Consider the lowly intersection: everyone wants to traverse the middle square of real estate. Design a red light to minimize each car's time in the square. Use multiple left turn lanes to maximize the number of cars that get through on a left turn arrow. More lanes mean more cars that get through on each green cycle. An ideal intersection would have the same number of left turn lanes and straight lanes as the number of lanes in the highway, along with at least one dedicated right turn lane.
Finally, right turn on red should be the law in all 50 states.
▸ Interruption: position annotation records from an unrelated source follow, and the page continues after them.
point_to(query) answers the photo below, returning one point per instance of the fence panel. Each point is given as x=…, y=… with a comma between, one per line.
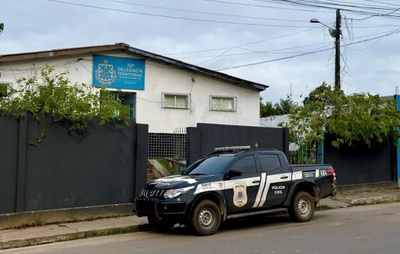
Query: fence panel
x=8, y=163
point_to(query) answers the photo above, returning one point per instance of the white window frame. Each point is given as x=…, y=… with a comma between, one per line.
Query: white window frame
x=221, y=105
x=175, y=104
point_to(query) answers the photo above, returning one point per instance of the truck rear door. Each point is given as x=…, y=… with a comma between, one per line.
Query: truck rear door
x=276, y=178
x=241, y=187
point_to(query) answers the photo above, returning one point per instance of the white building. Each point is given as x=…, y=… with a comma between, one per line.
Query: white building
x=162, y=92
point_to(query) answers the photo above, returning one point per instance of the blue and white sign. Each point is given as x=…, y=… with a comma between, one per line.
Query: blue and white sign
x=118, y=72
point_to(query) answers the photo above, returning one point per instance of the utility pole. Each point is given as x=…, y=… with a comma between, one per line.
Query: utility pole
x=337, y=49
x=335, y=33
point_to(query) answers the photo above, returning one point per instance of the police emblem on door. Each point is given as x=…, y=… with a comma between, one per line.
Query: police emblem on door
x=239, y=194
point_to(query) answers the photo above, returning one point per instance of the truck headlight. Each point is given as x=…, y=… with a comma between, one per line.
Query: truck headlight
x=173, y=193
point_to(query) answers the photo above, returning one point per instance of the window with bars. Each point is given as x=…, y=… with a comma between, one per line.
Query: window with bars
x=218, y=103
x=181, y=101
x=4, y=90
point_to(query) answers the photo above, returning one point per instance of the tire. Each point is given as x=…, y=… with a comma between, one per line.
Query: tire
x=302, y=207
x=160, y=225
x=206, y=218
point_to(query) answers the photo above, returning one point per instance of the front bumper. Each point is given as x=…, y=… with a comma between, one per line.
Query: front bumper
x=165, y=209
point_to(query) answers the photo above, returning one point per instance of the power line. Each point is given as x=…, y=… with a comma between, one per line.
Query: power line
x=170, y=16
x=306, y=53
x=207, y=13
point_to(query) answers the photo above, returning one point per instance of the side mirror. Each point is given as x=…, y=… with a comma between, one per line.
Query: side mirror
x=233, y=173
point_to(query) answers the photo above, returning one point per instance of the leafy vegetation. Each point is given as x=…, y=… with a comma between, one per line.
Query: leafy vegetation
x=357, y=118
x=282, y=108
x=73, y=105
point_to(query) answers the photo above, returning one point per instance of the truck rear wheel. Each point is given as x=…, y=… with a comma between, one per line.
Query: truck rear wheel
x=206, y=218
x=302, y=207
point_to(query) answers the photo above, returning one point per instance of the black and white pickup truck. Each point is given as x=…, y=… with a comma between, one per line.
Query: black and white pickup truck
x=234, y=182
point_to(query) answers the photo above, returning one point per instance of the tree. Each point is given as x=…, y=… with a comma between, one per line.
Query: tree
x=357, y=118
x=71, y=105
x=282, y=108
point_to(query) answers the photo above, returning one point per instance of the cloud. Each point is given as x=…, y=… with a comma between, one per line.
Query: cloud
x=242, y=33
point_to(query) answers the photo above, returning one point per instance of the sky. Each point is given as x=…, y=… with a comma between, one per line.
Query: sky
x=271, y=42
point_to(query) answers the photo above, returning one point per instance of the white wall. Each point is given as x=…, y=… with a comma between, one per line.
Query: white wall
x=159, y=78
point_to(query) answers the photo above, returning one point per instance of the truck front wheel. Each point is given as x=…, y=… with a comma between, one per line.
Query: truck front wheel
x=206, y=218
x=302, y=207
x=159, y=225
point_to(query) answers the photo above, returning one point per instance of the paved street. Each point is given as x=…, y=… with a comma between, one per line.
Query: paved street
x=362, y=229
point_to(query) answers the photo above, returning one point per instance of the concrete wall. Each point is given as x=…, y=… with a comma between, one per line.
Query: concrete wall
x=106, y=165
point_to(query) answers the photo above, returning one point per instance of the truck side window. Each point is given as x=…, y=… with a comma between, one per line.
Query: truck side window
x=269, y=162
x=246, y=164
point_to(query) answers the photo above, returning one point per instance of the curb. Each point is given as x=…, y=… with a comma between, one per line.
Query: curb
x=375, y=200
x=67, y=237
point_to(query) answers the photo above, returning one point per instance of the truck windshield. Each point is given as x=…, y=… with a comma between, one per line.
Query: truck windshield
x=209, y=166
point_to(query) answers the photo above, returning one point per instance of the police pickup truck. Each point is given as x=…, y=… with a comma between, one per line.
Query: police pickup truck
x=234, y=182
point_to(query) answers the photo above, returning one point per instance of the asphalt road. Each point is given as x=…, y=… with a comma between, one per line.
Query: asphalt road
x=362, y=229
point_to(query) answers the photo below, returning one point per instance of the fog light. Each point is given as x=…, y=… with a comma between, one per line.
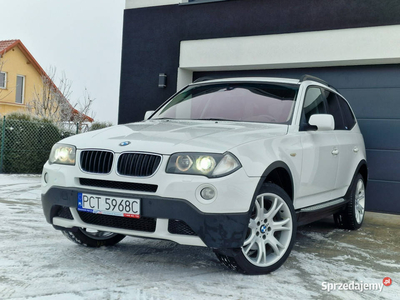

Let me tell you something, I was in Seattle doing a PhD. I did some research w/the Seattle city government and was told that they were actively taking steps to restrict parking so people would be forced to use public transportation. Now you tell me, if I want to come in from Renton or Federal Way to go to a show or a restaurant, do these people honestly think I'm going to do it by bus?? By cab?? I was floored - they want people to come in and take advantage of city offerings, but punish them for using a car to do so.
I never had a car until I moved out here to the heartland. I have never, ever, had as hard a time getting around a major city via public transportation as I did in Seattle. A 12 minute trip by car from my place to campus was 45 minutes by 2 buses, sometimes 3 if I was trying to avoid long walks to bus stops in bad weather.
Seattle is a beautiful town in many ways, but the transportation there is terrible. It is the one city which would have forced me to buy a car had I stayed after grad school.
When I lived in Penn., there was this common intersection, known as the ‘jughandle’. There were no left turn lanes. If you wanted to turn left you had to drive through the intersection, get in the right lane, go around a ‘jughandle’, (looks like a cloverleaf and takes up the same amount of space, but it is not). Then you would have to go through the red light a second time to ‘turn left’. This doubles the amount of time in the ‘center square’. I have had some very evil thoughts for whomever designed this.
Yeah but the police can zip through traffic on those, buses can improve their “end to end” travel times, and the city can fine those who are illegally in the HOV lane. Of course it comes at an expense of four lanes (2 in each direction) for the rest of the city.
The congestion cost of those HOV lanes is even higher when you realize how long OTHER lanes were closed while the “improvement” project was built (that stretch dates back to 2001 and only now is being finished).
Jughandle eh?
In Houston, there are some intersections that prohibit left turns (well, except for police and buses). The signage indicates that drivers are to make a right turn at the light, and then make a U-turn midblock (yes this is on the sign).
Of course, they have also put up red light cameras to catch those “running” the light at these intersections (so you spend several cycles to navigate a turn and will be penalized further if you get frustrated by it).
As I say, such congestion is by willful design.
"ever been on a los angeles bus when some armed brothers get on? at the next stop, everyone gets off the bus."
I don't see your point. How would the riders know they were siblings?
..smell?
I assumed it was. I guess I should be careful when driving out of state.
I do know that most folks thing "right on read" means you don't even have to look to see if the lane is clear.....
Yes. The "safety freaks" want to slow everything down. They trade an occasional high-speed crash for numerous low-speed crashes.